Mais Georges est impliqué aussi dans une double comptabilité, et sait que la police va l'arrêter. Il remet ses livres comptables au shérif et lui promet de venir se rendre le lendemain. Le temps de réaliser son rêve : abattre un puma. Mais c'est le puma sauvage qui le tue. Comprenant qu'elle est ruinée, que son mari ne l'aime plus, Serena se donne la mort en mettant le feu à la maison.

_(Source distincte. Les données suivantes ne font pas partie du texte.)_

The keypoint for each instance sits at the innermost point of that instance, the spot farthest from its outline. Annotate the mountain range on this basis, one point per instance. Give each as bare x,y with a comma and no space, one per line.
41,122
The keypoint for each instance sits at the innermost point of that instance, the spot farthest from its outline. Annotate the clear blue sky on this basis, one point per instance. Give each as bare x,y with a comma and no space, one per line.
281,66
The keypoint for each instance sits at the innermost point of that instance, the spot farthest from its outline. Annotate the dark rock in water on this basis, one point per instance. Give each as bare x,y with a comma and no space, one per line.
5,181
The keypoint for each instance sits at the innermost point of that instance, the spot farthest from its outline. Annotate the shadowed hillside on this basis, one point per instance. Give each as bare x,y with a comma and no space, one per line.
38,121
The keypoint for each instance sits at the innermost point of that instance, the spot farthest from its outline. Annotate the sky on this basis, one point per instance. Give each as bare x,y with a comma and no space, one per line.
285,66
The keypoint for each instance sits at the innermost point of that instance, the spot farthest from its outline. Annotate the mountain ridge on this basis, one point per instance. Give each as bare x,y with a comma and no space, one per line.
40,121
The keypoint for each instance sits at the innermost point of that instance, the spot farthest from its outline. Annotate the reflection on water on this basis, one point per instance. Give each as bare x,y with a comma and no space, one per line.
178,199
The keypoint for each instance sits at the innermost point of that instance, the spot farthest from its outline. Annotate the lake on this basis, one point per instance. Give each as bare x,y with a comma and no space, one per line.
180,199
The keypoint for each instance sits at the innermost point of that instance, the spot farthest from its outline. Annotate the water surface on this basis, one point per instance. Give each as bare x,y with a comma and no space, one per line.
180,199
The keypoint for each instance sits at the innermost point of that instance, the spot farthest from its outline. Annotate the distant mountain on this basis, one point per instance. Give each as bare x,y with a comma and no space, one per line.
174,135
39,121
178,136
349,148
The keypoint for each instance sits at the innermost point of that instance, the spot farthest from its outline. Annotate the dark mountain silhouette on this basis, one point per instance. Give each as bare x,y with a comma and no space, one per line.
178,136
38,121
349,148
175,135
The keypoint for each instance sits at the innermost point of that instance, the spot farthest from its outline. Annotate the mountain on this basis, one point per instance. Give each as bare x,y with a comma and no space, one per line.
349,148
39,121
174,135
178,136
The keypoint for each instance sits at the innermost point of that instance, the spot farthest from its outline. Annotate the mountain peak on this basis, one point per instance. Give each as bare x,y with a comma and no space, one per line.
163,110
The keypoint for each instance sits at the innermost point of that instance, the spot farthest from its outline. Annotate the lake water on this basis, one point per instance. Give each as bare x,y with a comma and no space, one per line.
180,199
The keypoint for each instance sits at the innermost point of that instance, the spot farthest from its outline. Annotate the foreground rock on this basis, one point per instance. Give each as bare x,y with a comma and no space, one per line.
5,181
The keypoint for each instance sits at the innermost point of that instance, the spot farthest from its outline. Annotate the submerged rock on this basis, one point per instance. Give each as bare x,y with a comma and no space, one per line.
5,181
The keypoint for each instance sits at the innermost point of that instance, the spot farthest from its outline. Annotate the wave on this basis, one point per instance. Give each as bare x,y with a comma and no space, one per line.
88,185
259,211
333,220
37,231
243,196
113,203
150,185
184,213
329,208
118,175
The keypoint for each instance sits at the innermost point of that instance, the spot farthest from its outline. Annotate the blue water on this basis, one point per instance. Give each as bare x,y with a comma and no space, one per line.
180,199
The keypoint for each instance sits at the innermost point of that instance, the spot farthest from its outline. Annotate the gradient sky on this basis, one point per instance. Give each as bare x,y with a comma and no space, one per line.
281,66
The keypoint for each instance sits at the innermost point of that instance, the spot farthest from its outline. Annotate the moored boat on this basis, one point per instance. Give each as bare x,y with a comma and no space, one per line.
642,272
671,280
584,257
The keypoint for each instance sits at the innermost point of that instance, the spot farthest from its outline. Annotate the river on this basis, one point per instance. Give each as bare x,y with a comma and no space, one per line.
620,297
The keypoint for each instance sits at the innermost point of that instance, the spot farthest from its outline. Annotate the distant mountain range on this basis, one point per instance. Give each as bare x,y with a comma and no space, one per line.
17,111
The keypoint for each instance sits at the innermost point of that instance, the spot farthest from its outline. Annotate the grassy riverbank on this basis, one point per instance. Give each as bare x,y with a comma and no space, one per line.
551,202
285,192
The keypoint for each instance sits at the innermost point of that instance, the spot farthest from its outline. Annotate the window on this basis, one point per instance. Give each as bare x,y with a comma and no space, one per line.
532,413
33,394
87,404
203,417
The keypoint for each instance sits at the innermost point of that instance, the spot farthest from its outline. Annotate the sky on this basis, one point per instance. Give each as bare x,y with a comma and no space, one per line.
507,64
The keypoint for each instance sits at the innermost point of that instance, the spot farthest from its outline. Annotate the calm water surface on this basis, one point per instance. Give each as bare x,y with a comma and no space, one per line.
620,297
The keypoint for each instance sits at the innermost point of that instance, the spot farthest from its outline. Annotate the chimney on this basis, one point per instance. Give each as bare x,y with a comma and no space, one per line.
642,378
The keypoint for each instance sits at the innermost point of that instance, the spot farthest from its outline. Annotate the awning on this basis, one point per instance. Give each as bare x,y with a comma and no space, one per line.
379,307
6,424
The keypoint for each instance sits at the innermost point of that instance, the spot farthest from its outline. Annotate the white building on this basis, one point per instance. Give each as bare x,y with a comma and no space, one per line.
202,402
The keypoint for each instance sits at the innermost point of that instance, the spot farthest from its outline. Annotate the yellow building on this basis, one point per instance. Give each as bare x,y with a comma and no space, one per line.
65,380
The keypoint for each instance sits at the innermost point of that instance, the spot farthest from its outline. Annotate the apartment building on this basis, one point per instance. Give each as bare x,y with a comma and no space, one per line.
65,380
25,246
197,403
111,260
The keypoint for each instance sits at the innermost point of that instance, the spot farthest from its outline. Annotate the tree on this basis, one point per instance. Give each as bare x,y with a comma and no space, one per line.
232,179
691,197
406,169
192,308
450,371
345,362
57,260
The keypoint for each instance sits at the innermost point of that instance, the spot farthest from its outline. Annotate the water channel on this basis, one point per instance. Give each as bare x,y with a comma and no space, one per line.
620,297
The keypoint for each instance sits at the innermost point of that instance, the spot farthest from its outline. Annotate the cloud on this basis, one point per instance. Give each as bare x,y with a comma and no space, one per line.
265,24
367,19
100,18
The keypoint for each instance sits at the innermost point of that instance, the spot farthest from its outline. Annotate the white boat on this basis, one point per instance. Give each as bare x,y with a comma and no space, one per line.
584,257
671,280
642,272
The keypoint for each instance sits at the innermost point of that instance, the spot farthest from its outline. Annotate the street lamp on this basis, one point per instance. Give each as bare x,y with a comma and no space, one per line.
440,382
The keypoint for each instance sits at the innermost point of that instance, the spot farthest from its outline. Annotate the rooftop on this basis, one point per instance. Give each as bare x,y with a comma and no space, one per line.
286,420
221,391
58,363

Le film est hélas sorti au mauvais moment, de gros films étant à l'affiche. Mais je ne remettrais pas en cause l'interprétation sublime de J. Lawrence, qui s'empare de ce personnage, et laisse monter la folie qui la mènera à la catastrophe. Pour le film, Bier a fait reconstruire un vrai petit village en Caroline du Nord, avec sa voie ferrée, son église, ses forêts, et la maison des Pemberton tout au bout de main-street, grande mais sans tape à l’œil ostentatoire. Elle a décidé aussi d'y tourner les scènes d'intérieures. Sa palette de couleurs sourdes, des bruns, des gris, des verts passés contrastent avec l'élégance de Serena qui seule porte des couleurs chatoyantes et luxueuses, signe de richesse autorisé. Bradley Cooper qui peut rentrer dans plein de registres facilement et qui avait déjà tourné avec Lawrence dans Happiness Thérapy, se fond dans ce personnage finalement fade de petit seigneur local. Il marche avec un temps de retard par rapport à son ambitieuse femme, il ne sait pas la consoler de la perte de l'enfant tant désiré, sinon en lui offrant bijoux et robes. Les rôles secondaires sont aussi parfait et les décors grandioses. Dommage que ce drame ayant eu des problèmes de financement et n'ayant pu concourir aux Oscars ait été un peu oublié. C'est un vrai film d'autrice, sans temps mort et toujours en tension.